German-born Italian artist (1934–2023)

Irma Blank (1934 – 14 April 2023) was a German-born Italian artist. Her work, based on printed text that she transcribed in ink, has been described as "drawing languages without words" and thus "a form of communication beyond specific language", including sounds.

== Life and work ==
Blank was born in Celle, Lower Saxony. In 1955, age 20 and inspired by Johann Wolfgang von Goethe's Italian Journey, she traveled to Syracuse, Sicily. Having made the decision to settle in Italy for good, Blank started working as a high school teacher, focusing on her own art at night. In 1973 Blank moved to Milan, where she met with the concrete poetry artists and introduced language into her prints and paintings. In the 1970s she initiated a long-standing collaboration with fellow artist Mirella Bentivoglio. Blank's technique in Trascrizioni, a cycle of works she started in 1973 and concluded in 1979, was to transcribe texts from printed material, such as newspapers, poetry and treatises, in black ink on transparent paper. During the process, she would "read" the material in monotonous sounds with her mouth closed, which she then recorded.

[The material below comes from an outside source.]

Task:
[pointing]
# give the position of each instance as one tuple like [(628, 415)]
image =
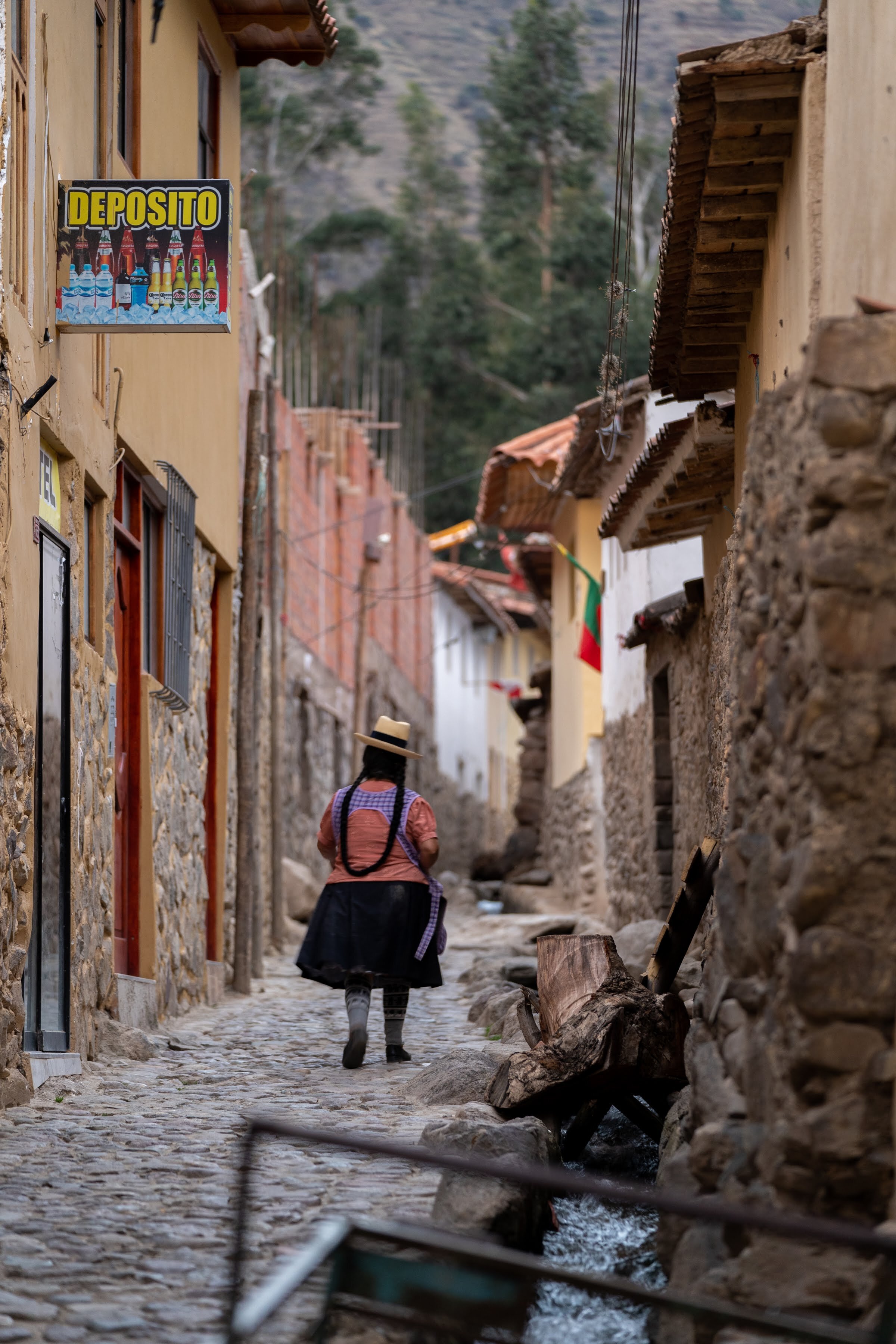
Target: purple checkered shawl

Although Blank's work was exhibited at Documenta 6 in Kassel in 1977 and the 38th Venice Biennale in 1978, her practice experienced a period of relative obscurity until it was reidiscovered and reappraised in the 2010s.

Blank wrote in 2001:

I save writing from its enslavement to sense: writing purified of sense. I return to the zero point, the semantic zero, the semantic void: silence as a germinating source. ...
I give autonomy back to the sign, to the body of writing, in order to give voice to the silence, to the void. To the thoughts unthought. Writing is not linked to knowing, but to being. Writing is the home of being. ...
Nonverbal writing, writing that remains in silence, original truth. ...
Writing, place of perdition and discovery.

In 2017 Blank's work was exhibited at the 57th Venice Biennale. A travelling retrospective curated by Johana Carrier and Joana P. R. Neves. was staged at the Culturgest in Lisbon and MAMCO in Geneva in 2019, at the CAPC musée d'art contemporain de Bordeaux, the CCA Tel Aviv-Yafo and the Bauhaus Foundation Tel Aviv in 2020, at the Museo civico Villa dei Cedri in Bellinzona, the Bombas Gens Centre d'Art in Valencia in 2021, and at the ICA (Institute of Contemporary Art) in Milan in 2021. An extensive monograph was published by Walther König in Cologne.

Blank died in Milan on 14 April 2023, at the age of 88.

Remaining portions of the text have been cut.